Wir segeln und wandern durch die Welt

Atlantik-Überquerung 2. Woche

Während der Nachtwache bewundere ich die Milliarden von Lichtern über uns, ein Sternenhimmel, wie es ihn wohl nur über dem Meer gibt. Walkabout gleitet ruhig durch’s Wasser. Es scheint so, als wären wir alleine in der Weite des Ozeans. Dabei sind die Kapverdischen Inseln gerade nur 250 Seemeilen entfernt, und dort müssten sich jetzt eigentlich die Teilnehmer der Mini Transatlantik Ralley drängeln.Am Nachmittag, während wir im Deckshaus Kaffee trinken, entdecken wir eine Libelle draußen auf der Winschkurbel. Wo die wohl herkommt ? Ob das eine afrikanische Libelle ist ? Weiter Weg, die muss sich bestimmt ausruhen …. Aber sie bleibt nur 5 Minuten dort sitzen, dann fliegt sie weiter. Nach Afrika ? Eine Woche sind wir jetzt unterwegs, haben 700 Seemeilen seit Teneriffa zurückgelegt. Das ist nur ein Bruchteil der Strecke, die noch vor uns liegt. Die Dauer spielt dabei überhaupt keine Rolle, Tage und Nächte plätschern so dahin. Das Wetter ist durchweg schön. Wir segeln mit einer gemütlichen Reisegeschwindigkeit von 4-5 Knoten. Das Schiff benimmt sich anständig, alles funktioniert wie gewünscht. Essen ist gut, wir bekommen ausreichend Schlaf, der Crew geht es bestens. Langfahrt bedeutet für uns „Lese-Marathon“. Endlich haben wir ungestört Zeit für dicke Wälzer. Tagsüber lesen wir richtige Bücher auf Papier, während der Nachtwachen vertreiben wir uns die Zeit mit dem beleuchteten e-book-Reader. Keine Langeweile.

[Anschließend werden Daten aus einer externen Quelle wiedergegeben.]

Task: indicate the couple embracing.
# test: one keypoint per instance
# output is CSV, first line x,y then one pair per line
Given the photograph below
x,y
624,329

Morgens um 8.00 Uhr beim Wachwechsel ist es noch zappenduster. Eigentlich egal, ob ich Thomas um 5.00 oder um 8.00 Uhr wecke. Gefühlt ist es noch tiefste Nacht, der Himmel ist rabenschwarz. Zu Beginn der zweiten Woche sind wir völlig tiefenentspannt. Nach wie vor gibt es nichts zu tun auf der Walkabout. Segeln zur richtigen Jahreszeit auf der Barfuß-Route. 🙂 Das ist doch sehr viel besser als Ende November durch den Englischen Kanal oder im Dezember durch die Biskaya zu segeln. Geht alles, aber auf dem aktuellen Törn genießen wir einfach eine rundum gelungene Passage. Das macht Lust auf mehr. Wir beobachten einen großen Schwarm Fliegender Fische und sind froh, dass die nicht an Bord gelandet sind. Es reicht schon, wenn Thomas auf seinem Kontrollgang einzelne Exemplare findet und wieder zurück ins Wasser befördert. Die verbreiten nämlich einen extremen Fisch-Geruch. Nord-westlich der Kapverden müssen wir den Kurs ändern und einen Bogen segeln. Walkabout macht das ganz automatisch. Das Boot wird stramm nach Westen gedrückt, ohne dass wir die Windsteuer-Anlage anfassen. Der Wind hat weiter auf Ost gedreht und weht inzwischen ganz beständig mit 5-6 Bft. – Ist das etwa schon der Passat ?

Es ist heiß. Wir sind eindeutig in den Tropen. Tagsüber ist es kaum auszuhalten im Salon, weil wir die Luken nicht öffnen können. Wie gut, dass wir auf Teneriffa noch einen kleinen 12-Volt-Ventilator besorgt haben. Das verschafft wenigstens der Freiwache ein kleines bisschen Erleichterung, wenn die sich tagsüber einmal hinlegen möchte. Von den Kanaren aus sind wir bisher rund 1000 Seemeilen stur nach Süden gesegelt. Damit haben wir ungefähr ein Viertel der Gesamtstrecke zurückgelegt. Am 10. Tag unserer Reise erreichen wir den 19. Breitengrad Nord. Der Wind kommt immer östlicher, unser Bug dreht immer weiter nach Westen ein. Wir segeln mit einer konstanten Geschwindigkeit von 5,5 Knoten und laufen in gerader Linie einen Wegpunkt nach dem anderen ab. Besser könnte es nicht sein, bitte die nächsten 4 Wochen weiter so ! Zumindest bis zur Karibik sollten die Bedingungen eigentlich günstig sein. Allerdings reizt uns die Karibik überhaupt nicht, sondern wir werden noch etwa 1000 Seemeilen dranhängen, um entlang der Ostküste USA bis nach North Carolina zu kommen.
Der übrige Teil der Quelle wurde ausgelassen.